Wednesday, 3 April 2013

Top of the Ant Hill


Acholi refer to politicians with a figurative term wibye meaning 'top of the ant hill' because like this precarious point on the hill, politicians and their elevated seats of power may crumble and slide down at any moment.   Even if ant hills are not part of your typical landscape, the lack of confidence or lack of trust in leaders that this image relates has relevance for many cultures.


So what can words, phrases, grammatical constructions tell us about a culture?  Not always a lot on their own.  Sometimes they are vestigial, reminders of the roots of a language.  There are many of these for English connecting it back to French or German.  For some American vernaculars, elements of West African languages such as Wolof can still be heard which were blended in centuries ago.

It is important to go slowly when learning a new language.  Remain skeptical, never assuming when something is familiar that you have recognized a true similarity because, to borrow roughly from Magritte, a chair isn't always a chair.  For me, the best evidence that complex concepts cannot be translated with equivalency is that even concrete objects such as 'bottle' or 'chair' which one might assume have direct translations are not always equivalent between languages.  A chair is not always a chair from one language to the next.  It depends on what your language considers chair-ness to be.  It depends on how we conceptualize categories or how we understand membership for those categories.  (I will be writing much more about categories because they are an important cognitive activity.) 

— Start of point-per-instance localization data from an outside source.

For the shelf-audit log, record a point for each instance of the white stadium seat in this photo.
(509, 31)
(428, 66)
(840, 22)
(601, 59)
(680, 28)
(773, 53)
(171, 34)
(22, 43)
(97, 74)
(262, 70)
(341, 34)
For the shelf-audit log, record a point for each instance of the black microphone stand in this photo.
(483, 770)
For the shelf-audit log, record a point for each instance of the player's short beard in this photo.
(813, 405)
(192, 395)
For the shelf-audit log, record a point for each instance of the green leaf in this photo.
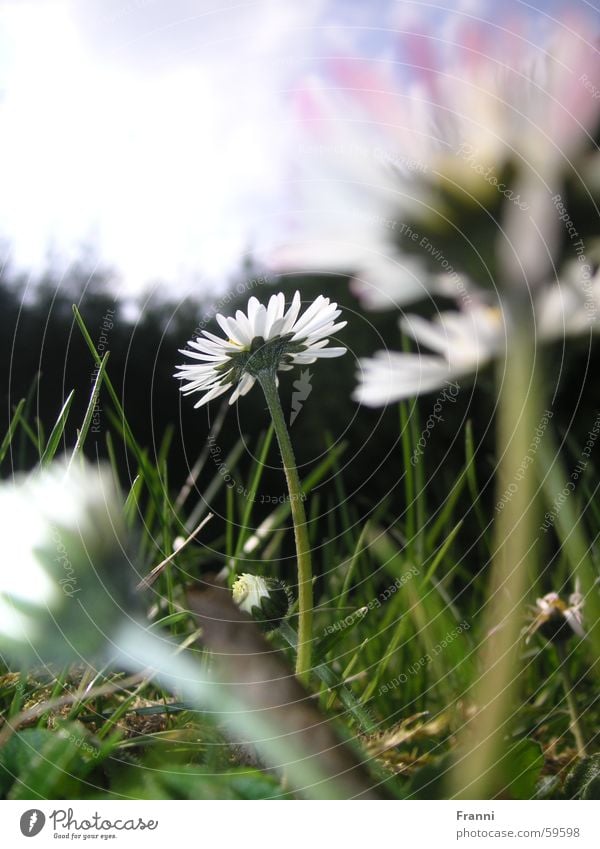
(57, 431)
(38, 763)
(583, 782)
(522, 765)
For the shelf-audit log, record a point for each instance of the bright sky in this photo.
(156, 131)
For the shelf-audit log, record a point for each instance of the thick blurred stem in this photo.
(576, 726)
(478, 775)
(305, 590)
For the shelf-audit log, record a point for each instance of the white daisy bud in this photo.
(266, 599)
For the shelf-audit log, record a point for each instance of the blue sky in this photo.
(159, 133)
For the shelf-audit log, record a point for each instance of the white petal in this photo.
(214, 393)
(292, 313)
(391, 376)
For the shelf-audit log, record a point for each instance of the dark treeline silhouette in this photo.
(44, 357)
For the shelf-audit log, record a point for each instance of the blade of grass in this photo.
(87, 419)
(57, 431)
(14, 422)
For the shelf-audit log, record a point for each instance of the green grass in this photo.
(397, 626)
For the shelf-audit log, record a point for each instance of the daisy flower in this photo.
(556, 619)
(262, 339)
(463, 341)
(66, 580)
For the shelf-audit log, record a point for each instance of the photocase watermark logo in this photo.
(32, 822)
(302, 389)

An example from basic the greetings in Acholi illustrates an overlap between an instance where simple translation equivalency might be assumed, but complex cultural concepts are also at work.  (It is these more complex concepts, attitudes and values that interest me, and where I believe linguistic investigation offers a glimpse of insight.) So the simple example: among family or close acquaintances in the morning you might greet each other with:
You slept well?
I slept well.
This seems very natural.  Many languages use this pattern.  However, the Acholi region where it is used has just emerged from several years of war.  The sentiment is in fact literal as in, 'was your sleep disturbed,' and also implying without asking the more sinister, the unsaid. 'Did anyone break into your home and was anyone hurt or killed?  In this way, 'you slept well,' is not a direct translation from the English or any other language.  It has an experiential weight carried in the tone, amassed over years.  This description was given to me by someone young, so I wonder if his grandparents knew another meaning.  These early impressions are the threads I will follow with further study and research.  How prevalent is this attitude?  What is the speed of language change in the highly oral culture here in LuoLand?  How can my methodology capture and convey these dimensions?